Napoli, al prossimo coro razzista la squadra si fermerà ed uscirà dal campo

© “KOULIBALY” – FOTO MOSCA

Ancora una volta episodi di odio e di razzismo fanno capolino negli stadi italiani. Non sono passati inosservati, infatti, gli insulti e le offese al termine di Fiorentina-Napoli, al Franchi di Firenze, ai danni di Osimhen, Anguissa e soprattutto Kalidou Koulibaly. La Figc ha aperto un’indagine e tutto il mondo del calcio ha mostrato solidarietà e vicinanza alla squadra partenopea.

Come riportato dal Corriere dello Sport, in queste ore la Digos di Firenze è a lavoro per individuare i responsabili: “Sotto la lente ci sarebbe la posizione di un giovane di 20-25 anni, ma serve il riscontro video.

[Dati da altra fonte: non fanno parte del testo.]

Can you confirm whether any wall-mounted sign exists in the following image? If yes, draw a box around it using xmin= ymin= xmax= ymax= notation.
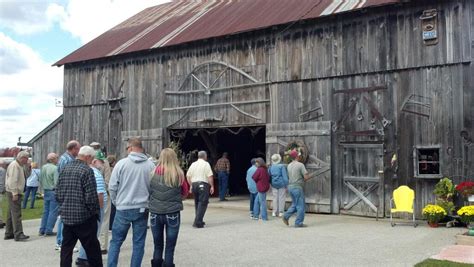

Al vaglio ci sono le riprese delle telecamere di sorveglianza dello stadio. Si starebbe confrontando il materiale degli occhi elettronici puntati sugli spalti con quelli direzionati sui tornelli di uscita”.

Intanto, il Napoli, a tutela dei propri calciatori, sarebbe pronto ad una mossa estrema nel caso dovesse capitare di nuovo a partita in corso. Il club, infatti, ha deciso di dire basta e non esclude di fermarsi in blocco e non giocare. A rivelare le intenzioni della società partenopea è il quotidiano Repubblica: “Anni fa il progetto di fermare le partite si concluse in uno scaricabarile: dagli arbitri ai delegati della Lega, fino agli ispettori del Viminale. Il Napoli, adesso, pensa a un gesto estremo: al prossimo coro razzista la squadra potrebbe fermarsi. E uscire in blocco dal campo. Un segnale fortissimo per un mondo che al razzismo pensa a giorni alterni, e che quando l’Europa s’inginocchiava a Wembley ha preferito girarsi dall’altra parte”.